Penyebaran yang diduga melibatkan seorang ibu tiri dan anak tiri di sebuah kebun sawit kembali menjadi sorotan publik. Pihak kepolisian menegaskan penyelidikan intensif masih terus berlangsung untuk mengidentifikasi pelaku di balik pembuatan dan tersebut. Ancaman pidana berat di bawah Undang-Undang Informasi dan Transaksi Elektronik (UU ITE) menanti para distributor.

Video berdurasi singkat yang menampilkan adegan tidak senonoh tersebut telah menyebar luas di berbagai platform media sosial, memicu keresahan dan kecaman dari masyarakat. Konten tersebut diduga direkam di area perkebunan kelapa sawit, menambah dimensi lokasi yang terpencil dan minim pengawasan.

Penyelidikan Intensif dan Tantangan Identifikasi

Kepolisian Republik Indonesia melalui unit siber terus berupaya melacak jejak digital penyebar pertama video ini. Tantangan utama terletak pada anonimitas pengguna internet serta kecepatan penyebaran konten di berbagai grup percakapan dan platform terenkripsi. “Kami tidak akan berhenti sampai menemukan siapa yang bertanggung jawab atas penyebaran konten asusila ini. Ini adalah pelanggaran serius yang merusak moral dan melanggar hukum,” ujar seorang sumber kepolisian yang enggan disebut namanya, pada Selasa (14/4/2026).

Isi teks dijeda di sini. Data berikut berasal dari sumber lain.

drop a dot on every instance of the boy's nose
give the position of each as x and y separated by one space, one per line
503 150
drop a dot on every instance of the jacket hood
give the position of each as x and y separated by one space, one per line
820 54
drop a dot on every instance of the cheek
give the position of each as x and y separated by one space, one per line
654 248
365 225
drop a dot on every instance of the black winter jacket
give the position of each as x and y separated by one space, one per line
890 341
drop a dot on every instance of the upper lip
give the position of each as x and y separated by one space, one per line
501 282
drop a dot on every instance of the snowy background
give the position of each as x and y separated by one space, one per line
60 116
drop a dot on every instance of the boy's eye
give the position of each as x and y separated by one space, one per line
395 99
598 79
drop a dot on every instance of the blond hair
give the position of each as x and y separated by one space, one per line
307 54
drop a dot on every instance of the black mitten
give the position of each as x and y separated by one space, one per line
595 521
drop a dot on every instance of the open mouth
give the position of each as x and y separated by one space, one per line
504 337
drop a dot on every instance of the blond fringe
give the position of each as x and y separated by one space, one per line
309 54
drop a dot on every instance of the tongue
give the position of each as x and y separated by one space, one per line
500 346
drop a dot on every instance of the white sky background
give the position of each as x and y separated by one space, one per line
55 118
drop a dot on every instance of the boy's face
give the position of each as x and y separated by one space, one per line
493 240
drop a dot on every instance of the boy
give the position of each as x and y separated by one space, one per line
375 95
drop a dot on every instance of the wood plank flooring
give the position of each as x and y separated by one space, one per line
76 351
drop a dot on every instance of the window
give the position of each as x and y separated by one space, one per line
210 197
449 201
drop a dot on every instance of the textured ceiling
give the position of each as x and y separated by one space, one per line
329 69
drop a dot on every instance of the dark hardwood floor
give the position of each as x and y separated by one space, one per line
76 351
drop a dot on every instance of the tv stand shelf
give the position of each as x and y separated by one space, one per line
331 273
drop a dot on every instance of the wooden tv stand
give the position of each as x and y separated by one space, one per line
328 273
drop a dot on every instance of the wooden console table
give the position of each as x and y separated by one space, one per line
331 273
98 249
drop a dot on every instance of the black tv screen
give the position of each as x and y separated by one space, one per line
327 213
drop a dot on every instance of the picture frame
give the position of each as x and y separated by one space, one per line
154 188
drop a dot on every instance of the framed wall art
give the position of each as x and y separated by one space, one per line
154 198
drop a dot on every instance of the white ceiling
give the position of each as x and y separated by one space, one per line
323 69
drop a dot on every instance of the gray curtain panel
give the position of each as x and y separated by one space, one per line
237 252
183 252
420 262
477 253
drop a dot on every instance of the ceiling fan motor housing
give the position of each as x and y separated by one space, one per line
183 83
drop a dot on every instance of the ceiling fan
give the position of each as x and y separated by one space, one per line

Meskipun beberapa pihak mengaitkan video ini dengan istilah “Dea Store” yang sering muncul dalam konteks konten viral atau asusila lainnya, kepolisian belum menemukan korelasi langsung antara entitas tersebut dengan produksi atau penyebaran spesifik video ibu tiri dan anak tiri ini. Istilah tersebut lebih sering menjadi penanda umum bagi konten kontroversial yang beredar luas di internet.

Ancaman Pidana UU ITE dan Edukasi Publik

Penyebaran konten asusila secara elektronik merupakan tindak pidana serius. Berdasarkan Pasal 27 ayat (1) UU ITE, setiap orang yang dengan sengaja dan tanpa hak mendistribusikan dan/atau mentransmisikan dan/atau membuat dapat diaksesnya Informasi Elektronik dan/atau Dokumen Elektronik yang memiliki muatan yang melanggar kesusilaan dapat dipidana dengan pidana penjara paling lama 6 (enam) tahun dan/atau denda paling banyak Rp 1 miliar.

Pemerintah dan aparat penegak hukum terus mengimbau masyarakat untuk tidak ikut serta menyebarkan video atau gambar yang mengandung unsur pornografi. Edukasi mengenai literasi digital dan bahaya penyebaran konten ilegal menjadi krusial untuk mencegah kasus serupa terulang. “Masyarakat harus bijak dalam menggunakan media sosial. Jangan mudah terprovokasi untuk menyebarkan konten yang belum jelas kebenarannya, apalagi yang melanggar hukum,” tambah sumber tersebut.

Kasus ini menjadi pengingat penting akan bahaya penyebaran konten ilegal di ranah digital dan komitmen aparat untuk menindak tegas para pelakunya demi menjaga ruang siber yang aman dan beretika.